Who gets all this money? Well, the National Governing Bodies get a lot of it; in 2018, this amounted to $72.6 million, the largest single item in the program-support area. The winners and non-winners:
● Summer federations receiving $1 million or more (16):
$3,991,080 ~ USA Track & Field
$3,412,807 ~ USA Swimming
$2,222,601 ~ USA Gymnastics
$2,204,524 ~ USA Cycling
$2,044,281 ~ USA Volleyball
$1,842,924 ~ USA Shooting
$1,738,496 ~ USA Wrestling
$1,682,691 ~ U.S. Sailing
$1,681,691 ~ USA Rowing
$1,277,483 ~ U.S. Equestrian Federation
$1,227,700 ~ USA Rugby
$1,222,703 ~ USA Field Hockey
$1,205,983 ~ USA Water Polo
$1,167,204 ~ USA Triathlon
$1,041,789 ~ USA Diving
$1,036,725 ~ USA Basketball
● Winter federations receiving $1 million or more (8):
$6,089,500 ~ U.S. Ski & Snowboard
$2,196,143 ~ USA Bobsled & Skeleton
$2,104,538 ~ U.S. Speedskating
$1,904,573 ~ USA Hockey
$1,389,817 ~ USA Biathlon
$1,251,989 ~ U.S. Figure Skating
$1,135,656 ~ USA Luge
$1,128.431 ~ USA Curling
The 10 least-favored federations (with sports on the Olympic program), where the money is NOT going:
$ 26,737 ~ USA Golf Federation
$ 50,000 ~ USA Roller Sports
$ 81,586 ~ USA Team Handball
$ 90,000 ~ U.S. Tennis Association
$131,140 ~ U.S. Badminton
$156.933 ~ U.S. Synchronized Swimming
$185,443 ~ USA National Karate-Do Federation
$261,410 ~ USA Table Tennis
$278,799 ~ USA Weightlifting
$281,450 ~ USA Surfing
Another $33.2 million was spent on direct-to-athlete payments of $14.3 million (to 1,479 individuals), $7.6 million on athlete health insurance, $4.0 million on additional medal support, $5.3 million for athlete medal bonuses from the PyeongChang Winter Games and $2.0 million on athlete tuition and career assistance.

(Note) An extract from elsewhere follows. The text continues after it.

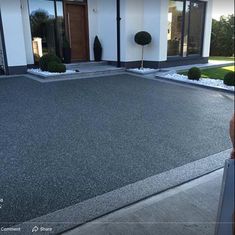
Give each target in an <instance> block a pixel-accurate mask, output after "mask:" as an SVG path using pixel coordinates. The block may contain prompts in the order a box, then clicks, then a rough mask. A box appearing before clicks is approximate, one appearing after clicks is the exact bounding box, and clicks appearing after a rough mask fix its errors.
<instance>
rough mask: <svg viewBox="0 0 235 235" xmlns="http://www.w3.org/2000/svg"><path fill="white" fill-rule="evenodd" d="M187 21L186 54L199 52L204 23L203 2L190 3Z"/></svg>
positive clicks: (194, 53) (202, 33)
mask: <svg viewBox="0 0 235 235" xmlns="http://www.w3.org/2000/svg"><path fill="white" fill-rule="evenodd" d="M189 22H190V23H189V40H188V54H189V55H190V54H201V48H202V34H203V23H204V3H202V2H197V3H195V2H192V3H191V7H190V21H189Z"/></svg>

The USOC paid $5.5 million to the U.S. Anti-Doping Agency to support its work, $5.2 million to Jet Set Sports for “Games hospitality,” $3.8 million to help operate the Olympic Training Center in Chula Vista, California and $5.3 million to the Ropes & Gray law firm in Philadelphia for its investigative work into the Larry Nassar scandal and affiliated matters.
What’s it all mean?
The USOC is in a good position financially, considering that it has essentially no products of its own to sell and is supported essentially by funds derived from the interest of Americans in the Olympic Games. It will have rough waters to navigate ahead with the Congress and in courts owing to the Nassar scandal and a very inefficient spending structure due to the distribution of funds to National Governing Bodies, which are themselves of varying quality.

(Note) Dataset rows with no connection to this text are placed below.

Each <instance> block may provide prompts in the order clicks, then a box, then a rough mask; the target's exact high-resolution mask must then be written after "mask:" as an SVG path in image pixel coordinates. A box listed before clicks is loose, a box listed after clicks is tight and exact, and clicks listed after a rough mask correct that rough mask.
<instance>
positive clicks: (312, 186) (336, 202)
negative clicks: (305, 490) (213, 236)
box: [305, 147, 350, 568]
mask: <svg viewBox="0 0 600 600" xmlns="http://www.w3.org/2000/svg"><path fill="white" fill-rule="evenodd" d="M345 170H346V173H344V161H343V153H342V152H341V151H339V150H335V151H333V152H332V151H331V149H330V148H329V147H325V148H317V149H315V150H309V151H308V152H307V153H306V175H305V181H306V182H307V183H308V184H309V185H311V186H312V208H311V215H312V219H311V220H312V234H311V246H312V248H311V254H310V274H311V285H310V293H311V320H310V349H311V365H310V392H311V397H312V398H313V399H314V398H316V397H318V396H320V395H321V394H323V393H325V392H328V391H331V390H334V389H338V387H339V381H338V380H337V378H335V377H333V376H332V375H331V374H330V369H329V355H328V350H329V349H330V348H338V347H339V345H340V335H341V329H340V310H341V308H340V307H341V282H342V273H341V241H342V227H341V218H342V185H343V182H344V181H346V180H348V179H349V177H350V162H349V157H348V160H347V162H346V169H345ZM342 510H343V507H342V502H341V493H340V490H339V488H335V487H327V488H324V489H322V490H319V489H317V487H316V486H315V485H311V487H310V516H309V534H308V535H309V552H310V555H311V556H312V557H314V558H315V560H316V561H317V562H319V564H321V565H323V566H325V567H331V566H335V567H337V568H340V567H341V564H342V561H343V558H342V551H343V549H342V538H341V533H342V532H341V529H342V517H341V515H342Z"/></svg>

The headlines from the release of the USOC’s Form 990 was about $2.4 million in severance paid to former Chief Executive Scott Blackmun, which although extraordinary, made up 8/10ths of one percent of the organization’s expenses for 2018. Better oversight of the NGBs and having some payments made directly by the USOC might be able to save five times that amount and send it to athletes or use it for more coaches, equipment, travel or event entry fees.
That’s where better management and a reformed oversight program for the USOC’s 60 grantees could make more of a difference in the coming months and years. Let’s see if the USOPC’s new management can get there when the 2019 Form 990 is posted a year from now.